On 2006-10-25 at 20:57-0000 Aaron Denney wrote:
On 2006-10-25, Jon Fairbairn
wrote: No. A small alteration to the lexical syntax for the sake of improved readability seems perfectly justifiable as long as it doesn't make the lexical syntax /significantly/ more complicated or harder to learn.
Sure. But some of us don't find it terribly readable.

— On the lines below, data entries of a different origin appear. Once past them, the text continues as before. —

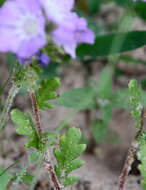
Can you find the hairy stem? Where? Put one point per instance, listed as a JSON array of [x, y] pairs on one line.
[[53, 177], [12, 93], [36, 112], [47, 162], [130, 157]]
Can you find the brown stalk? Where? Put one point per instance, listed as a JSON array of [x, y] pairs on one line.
[[131, 153], [47, 162], [53, 176]]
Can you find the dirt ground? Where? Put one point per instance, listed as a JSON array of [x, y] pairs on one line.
[[102, 168]]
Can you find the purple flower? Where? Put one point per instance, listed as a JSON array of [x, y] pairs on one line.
[[22, 28], [43, 59], [73, 32], [57, 10]]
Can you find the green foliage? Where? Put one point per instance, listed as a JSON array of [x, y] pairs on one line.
[[47, 92], [99, 130], [142, 157], [69, 150], [102, 45], [78, 98], [140, 8], [104, 86], [26, 128], [27, 76], [93, 6], [135, 101]]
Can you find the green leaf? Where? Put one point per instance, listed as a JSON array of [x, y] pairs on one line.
[[107, 112], [102, 46], [70, 181], [120, 99], [77, 98], [99, 130], [93, 6], [27, 178], [104, 86], [4, 179], [142, 167], [69, 150], [140, 8], [47, 92], [26, 127], [136, 101]]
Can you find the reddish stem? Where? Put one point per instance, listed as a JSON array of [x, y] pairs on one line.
[[36, 112]]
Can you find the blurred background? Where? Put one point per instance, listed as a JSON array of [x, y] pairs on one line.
[[104, 119]]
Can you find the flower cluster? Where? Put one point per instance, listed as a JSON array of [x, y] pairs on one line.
[[23, 27]]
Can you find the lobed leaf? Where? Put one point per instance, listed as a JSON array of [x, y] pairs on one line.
[[69, 150]]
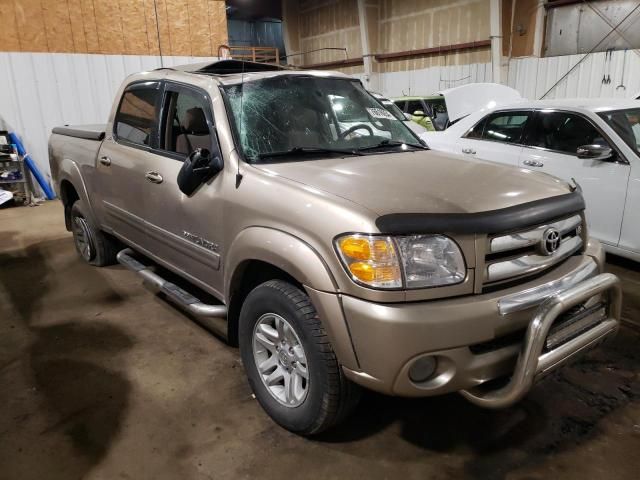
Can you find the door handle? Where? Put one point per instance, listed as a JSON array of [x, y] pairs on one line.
[[154, 177], [533, 163]]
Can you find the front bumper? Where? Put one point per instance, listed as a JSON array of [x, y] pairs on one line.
[[472, 337]]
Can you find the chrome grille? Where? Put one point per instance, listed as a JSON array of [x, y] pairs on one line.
[[524, 253]]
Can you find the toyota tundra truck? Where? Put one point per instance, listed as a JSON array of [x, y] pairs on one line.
[[336, 256]]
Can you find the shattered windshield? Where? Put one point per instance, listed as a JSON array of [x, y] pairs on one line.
[[299, 113]]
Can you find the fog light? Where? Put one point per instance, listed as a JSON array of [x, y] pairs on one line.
[[423, 369]]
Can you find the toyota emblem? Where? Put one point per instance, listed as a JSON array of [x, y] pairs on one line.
[[550, 241]]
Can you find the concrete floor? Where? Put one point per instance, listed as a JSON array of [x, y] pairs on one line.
[[100, 379]]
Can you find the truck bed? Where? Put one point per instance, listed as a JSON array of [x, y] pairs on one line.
[[87, 132]]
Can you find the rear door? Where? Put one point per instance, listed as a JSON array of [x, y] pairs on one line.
[[497, 137], [124, 159], [551, 146], [185, 230]]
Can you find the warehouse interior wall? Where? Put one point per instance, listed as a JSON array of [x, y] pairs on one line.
[[395, 30], [61, 61], [132, 27]]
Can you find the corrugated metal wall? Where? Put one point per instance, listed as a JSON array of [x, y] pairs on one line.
[[39, 91], [532, 77], [430, 80]]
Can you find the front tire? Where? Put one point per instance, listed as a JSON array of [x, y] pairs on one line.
[[289, 361], [93, 246]]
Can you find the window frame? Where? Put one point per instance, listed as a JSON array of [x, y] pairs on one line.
[[525, 130], [402, 108], [424, 107], [601, 119], [172, 86], [140, 84], [620, 158]]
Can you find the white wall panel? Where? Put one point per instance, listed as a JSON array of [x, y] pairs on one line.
[[430, 80], [39, 91], [532, 77]]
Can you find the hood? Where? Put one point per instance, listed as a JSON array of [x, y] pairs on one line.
[[421, 182], [466, 99]]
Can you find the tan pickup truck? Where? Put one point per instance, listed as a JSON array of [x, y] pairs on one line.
[[295, 215]]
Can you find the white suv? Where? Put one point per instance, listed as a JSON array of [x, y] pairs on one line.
[[595, 142]]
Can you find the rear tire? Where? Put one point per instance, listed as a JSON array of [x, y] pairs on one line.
[[277, 313], [93, 246]]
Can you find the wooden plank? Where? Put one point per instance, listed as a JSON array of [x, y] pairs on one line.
[[109, 26], [134, 27], [77, 26], [152, 27], [57, 26], [90, 26], [217, 24], [10, 39], [178, 19], [199, 33], [30, 22]]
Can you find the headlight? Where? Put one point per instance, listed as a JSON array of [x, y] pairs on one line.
[[415, 261]]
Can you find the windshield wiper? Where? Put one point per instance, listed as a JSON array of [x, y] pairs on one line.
[[308, 150], [393, 143]]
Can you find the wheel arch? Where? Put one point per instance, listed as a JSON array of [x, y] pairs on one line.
[[259, 254]]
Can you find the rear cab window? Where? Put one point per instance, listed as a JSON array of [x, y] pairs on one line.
[[187, 121], [135, 121]]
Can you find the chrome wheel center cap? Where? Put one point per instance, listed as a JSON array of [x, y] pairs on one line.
[[280, 359], [285, 359]]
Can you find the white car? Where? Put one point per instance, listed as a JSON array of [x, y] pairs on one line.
[[595, 142]]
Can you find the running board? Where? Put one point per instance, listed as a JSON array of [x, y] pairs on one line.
[[214, 316]]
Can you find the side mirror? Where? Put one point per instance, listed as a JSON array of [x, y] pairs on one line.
[[595, 152], [198, 168]]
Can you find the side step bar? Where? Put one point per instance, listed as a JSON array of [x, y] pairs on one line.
[[217, 313]]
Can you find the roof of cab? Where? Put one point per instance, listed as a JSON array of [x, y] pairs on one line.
[[589, 104], [418, 97], [229, 72]]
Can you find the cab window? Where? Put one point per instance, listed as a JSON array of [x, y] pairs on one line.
[[414, 106], [563, 132], [185, 127], [507, 127], [136, 116]]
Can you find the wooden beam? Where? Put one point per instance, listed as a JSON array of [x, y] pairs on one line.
[[433, 50]]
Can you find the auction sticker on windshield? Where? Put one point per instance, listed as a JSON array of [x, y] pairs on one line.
[[380, 113]]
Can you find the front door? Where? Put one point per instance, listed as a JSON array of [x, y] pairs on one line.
[[185, 230], [123, 160], [551, 146]]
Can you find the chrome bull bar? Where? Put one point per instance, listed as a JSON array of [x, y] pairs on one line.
[[532, 363]]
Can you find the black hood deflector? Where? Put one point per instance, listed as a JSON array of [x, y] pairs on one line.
[[503, 220]]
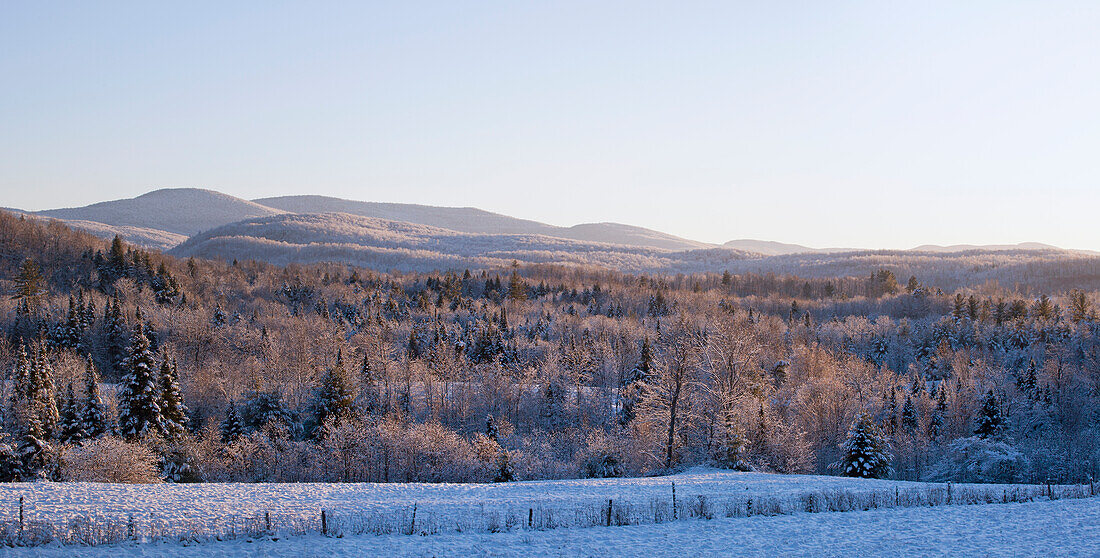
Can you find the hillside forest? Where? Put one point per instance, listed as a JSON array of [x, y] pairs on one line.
[[121, 363]]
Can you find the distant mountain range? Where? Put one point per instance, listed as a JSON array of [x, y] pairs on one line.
[[191, 221]]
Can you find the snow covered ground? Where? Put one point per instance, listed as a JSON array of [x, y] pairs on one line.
[[459, 518], [1065, 527]]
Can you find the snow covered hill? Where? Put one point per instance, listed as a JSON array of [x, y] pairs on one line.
[[182, 211], [387, 244], [757, 512], [468, 219]]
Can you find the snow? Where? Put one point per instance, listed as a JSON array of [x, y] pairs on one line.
[[459, 517], [1065, 527]]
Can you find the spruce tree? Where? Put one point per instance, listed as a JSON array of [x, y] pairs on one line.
[[72, 427], [172, 400], [491, 429], [139, 396], [231, 427], [92, 416], [866, 450], [42, 391], [34, 449], [733, 447], [909, 419], [990, 418], [334, 397]]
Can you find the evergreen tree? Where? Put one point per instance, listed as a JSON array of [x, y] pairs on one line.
[[231, 427], [491, 429], [938, 415], [30, 285], [866, 450], [72, 427], [633, 382], [733, 447], [909, 419], [334, 397], [43, 392], [172, 400], [139, 397], [990, 418], [504, 470], [34, 449], [92, 416], [11, 467], [517, 290]]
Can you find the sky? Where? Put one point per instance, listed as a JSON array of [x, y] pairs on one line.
[[856, 124]]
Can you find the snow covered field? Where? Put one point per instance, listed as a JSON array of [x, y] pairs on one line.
[[493, 518], [1066, 527]]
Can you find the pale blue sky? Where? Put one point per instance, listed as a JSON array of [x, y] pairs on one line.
[[876, 124]]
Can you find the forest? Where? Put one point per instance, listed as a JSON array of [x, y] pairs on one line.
[[131, 365]]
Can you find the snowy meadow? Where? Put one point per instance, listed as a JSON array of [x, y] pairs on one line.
[[91, 514]]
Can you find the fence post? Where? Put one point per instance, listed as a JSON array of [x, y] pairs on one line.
[[673, 501]]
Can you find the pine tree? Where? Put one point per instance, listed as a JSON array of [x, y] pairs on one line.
[[92, 416], [938, 415], [139, 397], [990, 418], [72, 427], [43, 392], [517, 290], [172, 400], [504, 470], [30, 285], [866, 450], [231, 427], [491, 429], [909, 419], [34, 450], [733, 447], [11, 467], [334, 397]]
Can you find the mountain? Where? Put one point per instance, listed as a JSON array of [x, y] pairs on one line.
[[985, 248], [182, 211], [387, 244], [768, 247], [468, 219]]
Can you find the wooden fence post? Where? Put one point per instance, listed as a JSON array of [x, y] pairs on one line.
[[673, 501]]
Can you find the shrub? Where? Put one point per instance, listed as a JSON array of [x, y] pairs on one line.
[[977, 459], [110, 459]]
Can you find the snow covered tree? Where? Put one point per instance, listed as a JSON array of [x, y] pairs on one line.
[[11, 467], [72, 427], [334, 396], [909, 418], [34, 449], [990, 418], [92, 416], [231, 427], [633, 382], [173, 411], [504, 469], [30, 285], [491, 429], [732, 449], [139, 396], [866, 450]]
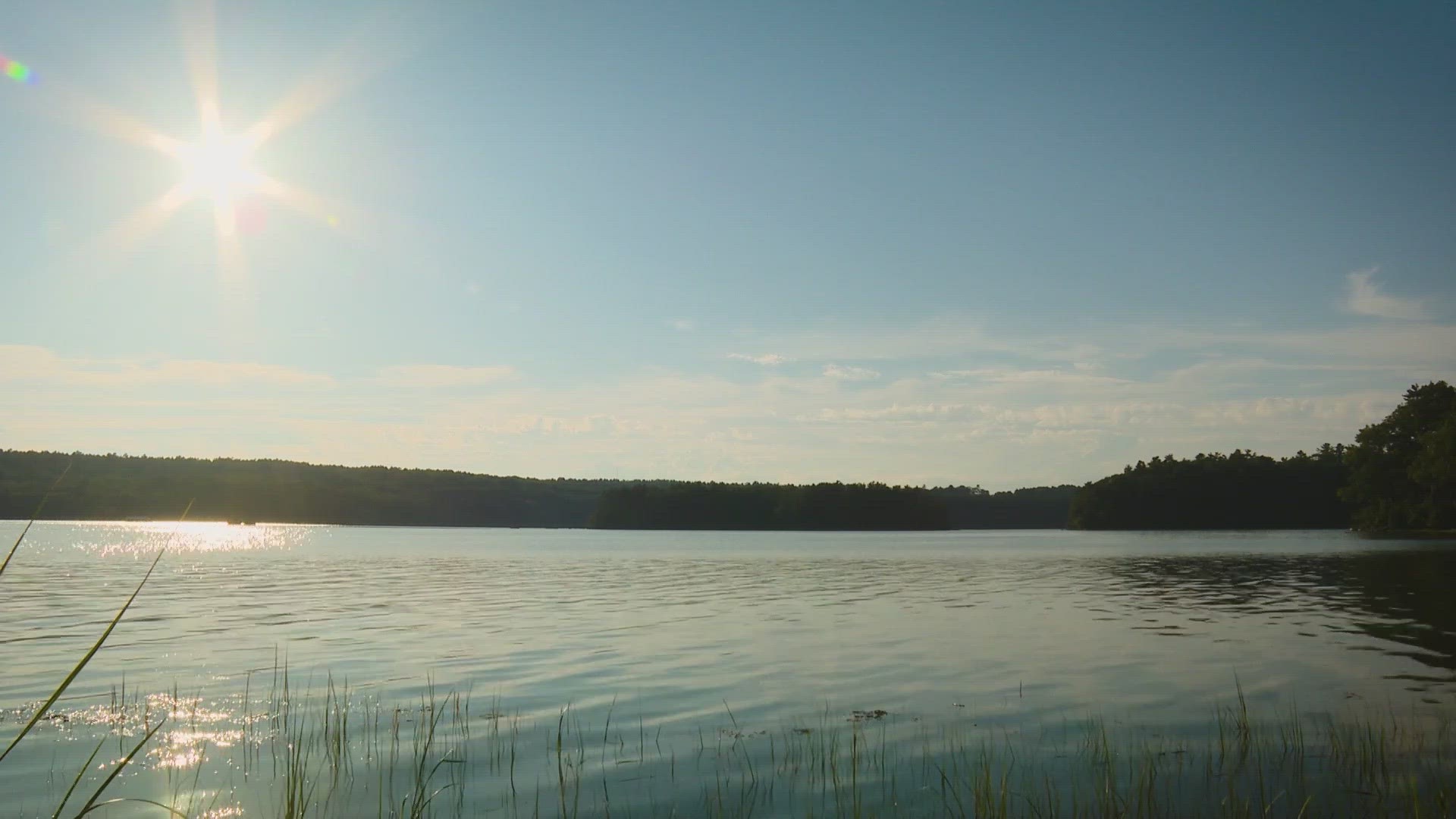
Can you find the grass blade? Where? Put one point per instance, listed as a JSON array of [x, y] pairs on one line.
[[91, 803], [91, 653], [77, 780], [153, 803]]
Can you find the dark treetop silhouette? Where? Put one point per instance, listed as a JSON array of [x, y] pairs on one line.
[[118, 487], [1398, 477]]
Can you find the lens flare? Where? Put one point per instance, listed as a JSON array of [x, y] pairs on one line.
[[18, 72]]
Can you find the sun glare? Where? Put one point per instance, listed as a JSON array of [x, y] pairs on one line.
[[221, 168]]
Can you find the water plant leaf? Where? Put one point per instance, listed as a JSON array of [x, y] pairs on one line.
[[92, 651]]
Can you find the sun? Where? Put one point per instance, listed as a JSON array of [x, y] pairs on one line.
[[220, 167]]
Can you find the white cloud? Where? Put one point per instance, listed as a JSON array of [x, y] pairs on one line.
[[444, 375], [46, 366], [1082, 375], [767, 359], [849, 373], [1363, 297]]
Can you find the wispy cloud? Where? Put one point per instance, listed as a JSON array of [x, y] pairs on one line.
[[767, 359], [39, 365], [1363, 297], [444, 375], [849, 373]]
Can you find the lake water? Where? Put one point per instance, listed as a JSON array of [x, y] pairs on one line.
[[682, 632]]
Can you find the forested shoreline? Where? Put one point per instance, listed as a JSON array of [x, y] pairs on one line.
[[1400, 475], [121, 487]]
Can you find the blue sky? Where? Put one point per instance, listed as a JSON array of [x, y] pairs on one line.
[[734, 241]]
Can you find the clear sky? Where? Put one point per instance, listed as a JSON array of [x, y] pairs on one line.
[[946, 242]]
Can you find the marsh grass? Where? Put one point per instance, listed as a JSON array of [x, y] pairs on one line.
[[328, 749]]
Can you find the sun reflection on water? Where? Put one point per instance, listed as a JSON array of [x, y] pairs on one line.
[[145, 538]]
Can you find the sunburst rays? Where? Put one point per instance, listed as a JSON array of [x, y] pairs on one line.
[[218, 165]]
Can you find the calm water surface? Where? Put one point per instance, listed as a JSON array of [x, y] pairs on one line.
[[677, 627]]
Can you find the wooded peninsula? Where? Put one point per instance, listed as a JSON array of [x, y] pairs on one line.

I'm not sure what you are saying here. Assessing readability by introspection is terribly unreliable. Unfamiliarity with the presentation of numbers with underlines is likely to make them feel a bit awkward to begin with, but habituation is likely to change that. We do know from venerable experiments that humans can easily identify small groups of things without counting. Most people can recognise three easily, few people can recognise eight. So it's no surprise that the standard presentation of numbers groups digits in threes. If you were to conduct an experiment on yourself that presented you with numbers displayed in all three forms (ungrouped, thin spaced and with underlines) and timed how long it took you to read them out, I'd be surprised if the underline grouped form (even while still unfamiliar) didn't beat the ungrouped form. Quickly now, is 20000000000 tens of millions, tens or hundreds orthousands of millions? Now try the same for 2_000_000_000 or 20_000_000_000.
I think the ~~ operator hack gets 90% of the "benefit" for those who want it.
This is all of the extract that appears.